Keenam, LBH Padang memutarkan video Ditsamapta yang di-launching di Instagram direktorat tersebut sebelum mayat Afif ditemukan. Dalam video tersebut, kata Indira, didapati beberapa fakta. "Ada yang merekam proses malam tersebut yang mestinya dimintai penyidik videonya. Dalam pengamatan kami, video berbagai macam yang kemudian digabungkan jadi satu."
Selain itu, Indira menduga ada polisi yang alih-alih mengenakan seragam, justru menggunakan baju hitam dan celana batik. "Sehingga mengindikasikan polisi di luar tim Ditsamapta Polda Sumbar," ujar Indira.
Dia melanjutkan, pihaknya juga menduga ada penggunaan alat-alat kekerasan berupa pentungan warna hitam panjang dan manau. Menurut kamus besar bahasa Indonesia, manau merupakan rotan besar. Selain itu, Indira menyebut titik pengamanan terdiri dari depan BSI, serta tujuh orang diduga diamankan di Jembatan Kuranji.

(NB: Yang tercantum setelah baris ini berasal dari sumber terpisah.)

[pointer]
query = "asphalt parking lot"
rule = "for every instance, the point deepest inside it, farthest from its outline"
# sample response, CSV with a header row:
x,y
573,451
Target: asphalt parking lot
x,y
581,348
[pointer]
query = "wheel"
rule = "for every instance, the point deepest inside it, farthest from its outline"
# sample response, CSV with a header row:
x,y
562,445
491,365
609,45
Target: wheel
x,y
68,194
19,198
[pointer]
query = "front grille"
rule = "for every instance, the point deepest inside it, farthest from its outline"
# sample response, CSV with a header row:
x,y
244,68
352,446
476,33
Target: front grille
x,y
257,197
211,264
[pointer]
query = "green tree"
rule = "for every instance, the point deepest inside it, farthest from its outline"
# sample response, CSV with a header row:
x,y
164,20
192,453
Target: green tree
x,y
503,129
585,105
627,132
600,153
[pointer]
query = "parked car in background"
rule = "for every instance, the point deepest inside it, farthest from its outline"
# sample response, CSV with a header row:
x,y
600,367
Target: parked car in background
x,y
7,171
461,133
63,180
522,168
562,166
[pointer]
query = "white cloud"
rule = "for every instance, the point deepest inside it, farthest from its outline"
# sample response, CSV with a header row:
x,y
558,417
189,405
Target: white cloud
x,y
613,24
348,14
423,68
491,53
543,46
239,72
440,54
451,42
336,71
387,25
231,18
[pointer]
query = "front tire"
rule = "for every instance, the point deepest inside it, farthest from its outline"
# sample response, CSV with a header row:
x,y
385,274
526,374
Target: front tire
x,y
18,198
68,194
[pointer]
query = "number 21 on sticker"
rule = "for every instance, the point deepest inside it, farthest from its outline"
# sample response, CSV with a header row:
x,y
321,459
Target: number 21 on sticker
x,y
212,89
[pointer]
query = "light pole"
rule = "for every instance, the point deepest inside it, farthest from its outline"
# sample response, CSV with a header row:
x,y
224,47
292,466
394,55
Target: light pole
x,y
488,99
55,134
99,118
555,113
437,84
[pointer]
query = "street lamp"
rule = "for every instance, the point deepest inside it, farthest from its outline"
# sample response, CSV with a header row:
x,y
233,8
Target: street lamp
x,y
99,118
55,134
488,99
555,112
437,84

Ketujuh, tempat kejadian perkara atau TKP diubah. Mestinya sejak mayat Afif Maulana ditemukan, kata Indira, TKP dipasangi police line atau garis polisi. Namun 17 hari pasca AM meninggal, tim LBH Padang tidak menemukan police line di bawah Jembatan Kuranji.
Bahkan tim LBH Padang menanyakan ke pekerja proyek soal lokasi penemuaan mayat AM. Pekerja proyek itu mengingatkan tim agar tidak masuk ke dalam sungai lantaran sudah lebih dalam karena dikeruk ekskavator.
Saat mayat Afif ditemukan, kata dia, air hanya di bawah lutut orang dewasa. Indira menuturkan pihaknya menduga police line baru terpasang 20 hari pasca mayat Afif Maulana ditemukan, atau setelah Komisi Kepolisian Nasional (Kompolnas) turun ke lokasi.
"Bahkan saat ini, kedalaman air sudah 1 meter lebih dan terlihat penumpukan batu di sekitar TKP," beber Indira. "Kami mengindikasikan ini dilakukan dengan sengaja dan penyidik harus bertanggungjawab atas hal ini."
Kedelapan, permohonan ekshumasi--proses penggalian mayat atau pembongkaran kubur untuk mencari keadilan--belum direspons. Indira menyebut, permohonan ekshumasi tersebut dibantu oleh Komisi Perlindungan Anak Indonesia (KPAI) dan Komisi Nasional Hak Asasi Manusia (Komnas HAM). Bahkan, kata dia, perwakilan Lembaga Bantuan Hukum Advokasi Publik atau LBHAP PP Muhammadiyah mendatangi dan menyurati Kepala Kepolisian RI (Kapolri) Jenderal Listyo Sigit Prabowo pada 22 Juli 2024 untuk mempermudah proses.
"Namun hingga saat ini, Kapolri, Kapolda ataupun jajaran lainnya hanya mengemukakan kesediaan di media, tanpa memberikan surat kesediaan akan menerima hasil ekshumasi sebagai tindakan pro justicia yang akan membantu terang kasus AM," ujar Indira.